Well, in theory you don't need a resonating circuit.

Connect one side of the inductive loop to a port pin, and the other side of the loop to another port pin set up as an input and also to a resistor, with the other side of the resistor to ground. Zero a timer, and start it running, and at the same time (doesn't need to be exact), set the port pin high.

Then what will happen is that current will flow from the port pin through the coil and resistor, with all the voltage drop initially across the inductor. Over time, the voltage drop will shift to being mostly across the resistor; this is an LR circuit that's in all the textbooks. You use the second port pin to monitor the voltage across the resistor, and when it makes the transition from "low" to "high" you trigger an interrupt and read the value of the timer. The higher the inductance, the longer this time interval will be. When the transition occurs, set the output pin low again. But be aware that current will continue to flow because you have an inductive circuit, and if you don't put a diode in to handle it, the port pin protection diode will conduct, and that might not be good. A Schottky diode oriented with its anode to ground would deal with this.

If you want to use more current through the coil than the processor pin can give, I don't see why the circuit would function any differently if you had a transistor to switch the current. Also, you could use an A/D input instead of just the low-high transition at the input pin, but it would be reading a varying voltage.

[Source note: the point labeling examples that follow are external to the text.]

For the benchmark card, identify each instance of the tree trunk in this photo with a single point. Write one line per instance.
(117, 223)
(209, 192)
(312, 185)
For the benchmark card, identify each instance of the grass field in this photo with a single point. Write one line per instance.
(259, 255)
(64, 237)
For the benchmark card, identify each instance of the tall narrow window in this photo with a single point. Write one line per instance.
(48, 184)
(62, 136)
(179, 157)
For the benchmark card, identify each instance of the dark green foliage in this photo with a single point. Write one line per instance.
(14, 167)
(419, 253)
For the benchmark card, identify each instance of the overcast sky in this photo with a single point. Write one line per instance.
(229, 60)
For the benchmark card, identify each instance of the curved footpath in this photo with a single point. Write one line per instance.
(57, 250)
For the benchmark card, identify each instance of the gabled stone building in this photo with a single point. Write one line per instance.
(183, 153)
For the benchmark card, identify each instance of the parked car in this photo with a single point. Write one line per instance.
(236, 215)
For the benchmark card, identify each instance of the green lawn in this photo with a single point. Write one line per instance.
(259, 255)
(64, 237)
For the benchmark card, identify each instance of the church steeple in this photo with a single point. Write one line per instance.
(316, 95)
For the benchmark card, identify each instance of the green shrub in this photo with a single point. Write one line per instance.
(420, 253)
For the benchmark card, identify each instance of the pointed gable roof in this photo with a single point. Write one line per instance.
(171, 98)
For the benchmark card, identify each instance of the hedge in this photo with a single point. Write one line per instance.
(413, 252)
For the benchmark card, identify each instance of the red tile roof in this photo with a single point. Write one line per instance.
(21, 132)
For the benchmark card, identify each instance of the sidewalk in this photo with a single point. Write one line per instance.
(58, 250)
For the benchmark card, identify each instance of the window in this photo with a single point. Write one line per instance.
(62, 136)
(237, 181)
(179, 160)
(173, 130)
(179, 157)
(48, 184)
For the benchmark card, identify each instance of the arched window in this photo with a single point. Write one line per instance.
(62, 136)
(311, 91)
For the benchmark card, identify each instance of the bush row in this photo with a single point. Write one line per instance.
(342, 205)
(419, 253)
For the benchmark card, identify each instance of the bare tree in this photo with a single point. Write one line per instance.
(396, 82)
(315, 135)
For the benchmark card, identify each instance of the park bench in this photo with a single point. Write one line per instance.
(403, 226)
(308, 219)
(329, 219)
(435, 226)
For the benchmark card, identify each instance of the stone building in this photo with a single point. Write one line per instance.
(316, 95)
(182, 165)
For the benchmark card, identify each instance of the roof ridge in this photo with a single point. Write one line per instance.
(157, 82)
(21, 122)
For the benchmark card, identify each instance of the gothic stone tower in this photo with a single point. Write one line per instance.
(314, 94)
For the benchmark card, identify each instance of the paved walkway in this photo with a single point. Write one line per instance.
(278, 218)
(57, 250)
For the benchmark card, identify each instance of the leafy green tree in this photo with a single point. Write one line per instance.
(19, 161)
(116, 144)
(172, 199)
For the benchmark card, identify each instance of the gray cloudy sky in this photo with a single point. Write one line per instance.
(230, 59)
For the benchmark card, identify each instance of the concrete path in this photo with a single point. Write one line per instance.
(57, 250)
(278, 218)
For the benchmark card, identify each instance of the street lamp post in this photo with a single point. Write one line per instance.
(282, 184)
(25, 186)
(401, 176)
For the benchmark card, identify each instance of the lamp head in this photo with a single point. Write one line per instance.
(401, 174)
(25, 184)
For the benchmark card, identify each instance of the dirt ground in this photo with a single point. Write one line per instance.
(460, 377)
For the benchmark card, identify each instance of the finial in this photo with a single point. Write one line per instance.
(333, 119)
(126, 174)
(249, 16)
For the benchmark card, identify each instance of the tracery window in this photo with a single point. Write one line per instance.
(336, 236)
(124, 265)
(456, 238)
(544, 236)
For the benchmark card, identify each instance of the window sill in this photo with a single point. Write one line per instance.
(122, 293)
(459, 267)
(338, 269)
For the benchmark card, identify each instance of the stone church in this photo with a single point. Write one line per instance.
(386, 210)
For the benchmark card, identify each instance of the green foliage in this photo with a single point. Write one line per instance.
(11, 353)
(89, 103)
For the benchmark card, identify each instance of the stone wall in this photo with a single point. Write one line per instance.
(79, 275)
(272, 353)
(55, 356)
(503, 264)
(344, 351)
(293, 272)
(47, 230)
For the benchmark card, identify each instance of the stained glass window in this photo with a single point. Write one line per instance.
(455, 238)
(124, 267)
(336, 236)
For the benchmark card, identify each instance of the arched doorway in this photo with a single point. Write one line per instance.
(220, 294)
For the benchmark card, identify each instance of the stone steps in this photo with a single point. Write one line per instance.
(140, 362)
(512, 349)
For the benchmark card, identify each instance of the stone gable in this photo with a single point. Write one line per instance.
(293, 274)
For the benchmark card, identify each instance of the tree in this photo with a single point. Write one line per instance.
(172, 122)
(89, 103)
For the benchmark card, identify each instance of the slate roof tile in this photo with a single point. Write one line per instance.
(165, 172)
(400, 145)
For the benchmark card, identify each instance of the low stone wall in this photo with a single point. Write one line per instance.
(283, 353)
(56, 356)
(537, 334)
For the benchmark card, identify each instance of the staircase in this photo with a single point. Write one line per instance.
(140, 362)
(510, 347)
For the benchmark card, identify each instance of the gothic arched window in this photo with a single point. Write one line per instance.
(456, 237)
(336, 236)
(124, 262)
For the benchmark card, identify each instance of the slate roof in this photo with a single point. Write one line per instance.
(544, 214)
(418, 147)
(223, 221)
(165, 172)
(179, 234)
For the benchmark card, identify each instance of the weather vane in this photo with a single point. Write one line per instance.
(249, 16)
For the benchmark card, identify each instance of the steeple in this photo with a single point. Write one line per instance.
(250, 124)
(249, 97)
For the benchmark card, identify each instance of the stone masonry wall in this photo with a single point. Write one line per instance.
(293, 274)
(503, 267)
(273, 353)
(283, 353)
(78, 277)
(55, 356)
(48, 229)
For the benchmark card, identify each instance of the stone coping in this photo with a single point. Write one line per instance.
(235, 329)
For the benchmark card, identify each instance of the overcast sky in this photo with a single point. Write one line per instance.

Note that I only said it was theoretically workable! I guarantee that this idea is worth every penny of what you've paid.

[meereck]

your solution makes sense, thanks for it. There is just one drawback which i didnt mention. I need to measure the inductance as fast as possible, which in the case of your principle cannot work since there is a time delay.

cheers

[SherpaDoug]

[RLScott]

[inductive_dave]

Do a google search as suggested but type in "Pulse Induction metal detectors", this is basically a coil of wire fired with a square wave pulse, as the pulse switches off you get a decay curve, any metal near the coil alters this decay curve, this is probably a bit more complex than you want but their are pleanty of PI detector circuits available on the web for you to look at as well as explanations, there are a few simpler ones which you can adapt to include a PIC micro.

[John P]

You could describe my design as a "pulse induction metal detector" too. But I'm puzzled why a design using an oscillator would be fast enough and a pulse-based one wouldn't. Doesn't the oscillator need time to stabilize to a particular frequency and doesn't the processor need time to read it? I'd have thought that pulses produced by the processor and measured using one of its on-chip timers would be the simplest and most direct way of measuring the circuit's characteristics.

[necati]

http://sjeffroy.free.fr/DetectPI/detectpi.html

[SherpaDoug]

I have never used anything like the pulse induction detectors described, and they may work well and quickly. They do seem more complex than the simple op-amp oscillator and PIC frequency counter I described.

With the oscillator if you count frequency at the zero crossings you don't have to wait for the amplitude to stabilize. Actually you can monitor either amplitude or frequency to detect an anomaly. Generally it is easier for a uP to measure time than voltage so I use frequency. If your PIC Xtal is fast enough, or you use an external high speed counter, you can measure frequency by period in a single oscillator cycle.

Please tell us which method you try and how well it works.
_________________
The search for better is endless. Instead simply find very good and get the job done.

[RLScott]

[SherpaDoug]

Tell us more about your application. Are you just detecting the presence of an object? Do you want to know the size or type of metal? What type of metal are you expecting? It makes a difference if you are detecting a car stopped at a red light, or a speeding bullet.
_________________
The search for better is endless. Instead simply find very good and get the job done.

[John P]

I read the stuff at RLScott's link, and--wow, those things can be as complicated as you want them to be! But I doubt if the original question was aimed at anything like that.